Depuis 1949, pour pouvoir être commercialisées, toutes les espèces ou variétés végétales doivent obligatoirement être inscrites au « catalogue officiel des espèces ou variétés ». Pour y figurer, elles doivent remplir plusieurs critères, évalués par un comité composé de représentants du ministère de l’Agriculture, de l’Institut national de recherche agronomique (Inra) et de représentants des semenciers. Pour les espèces potagères, les conditions d’inscription sont au nombre de trois : la « distinction », l’« homogénéité », et la « stabilité ». La variété proposée au catalogue doit être distincte des variétés existantes, donc nouvelle. Elle doit être « homogène », c’est-à-dire que les plantes d’une même variété doivent toutes être identiques. Enfin, la variété doit être stable génétiquement, ne pas évoluer au gré de ses reproductions ou multiplications.

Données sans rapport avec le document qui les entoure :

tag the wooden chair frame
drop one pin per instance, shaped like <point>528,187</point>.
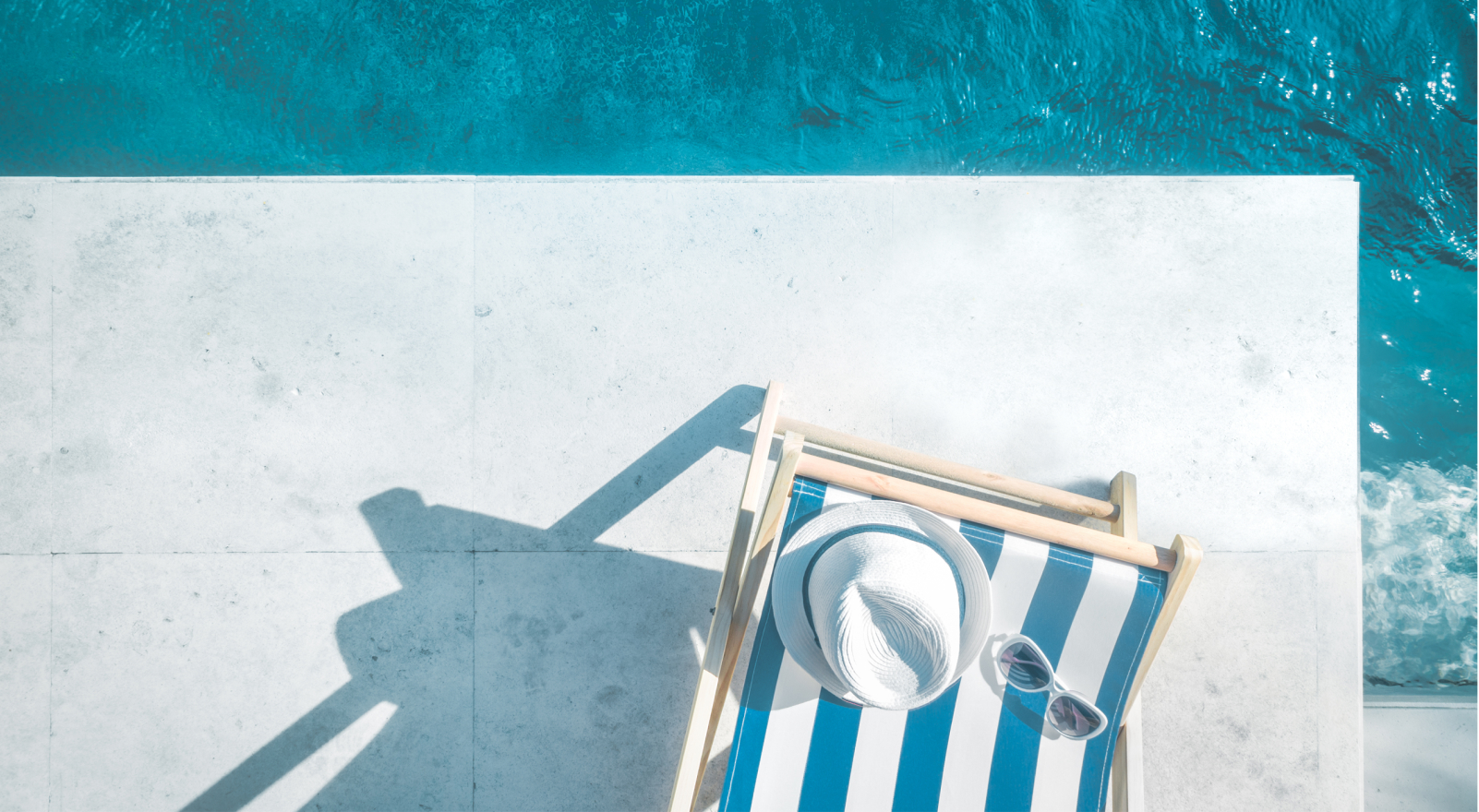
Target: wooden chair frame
<point>747,566</point>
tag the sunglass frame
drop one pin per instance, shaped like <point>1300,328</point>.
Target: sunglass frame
<point>1053,687</point>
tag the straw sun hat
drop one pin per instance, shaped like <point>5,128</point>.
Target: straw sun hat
<point>882,603</point>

Des semences standardisées pour l’industrie
Pourquoi les variétés commercialisées par Kokopelli ne sont-elles pas inscrites au catalogue officiel ? Selon l’avocate de l’association Blanche Magarinos-Rey, « ce catalogue pose des conditions incompatibles avec les caractéristiques mêmes des variétés vendues par l’association ». C’est l’homogénéité qui pose le plus de problèmes à l’association. « La base génétique de ces variétés est très large, car elles sont le fruit de nombreux croisements entre individus, explique-t-elle. Cela leur confère une capacité d’adaptation et d’évolution au fil du temps et selon les terroirs. Cela signifie également que ces variétés ne sont pas définitivement « fixées ». » Leur stabilité, au sens de la réglementation, n’est donc pas assurée. Les plants et les fruits issus des reproductions et multiplications ne sont pas tous exactement les mêmes. Les tarifs d’inscription au catalogue sont également prohibitifs. « 500 euros en moyenne pour chaque variété, précise l’avocate de Kokopelli, sans compter les droits annuels à payer pour les différents types d’examens obligatoires. »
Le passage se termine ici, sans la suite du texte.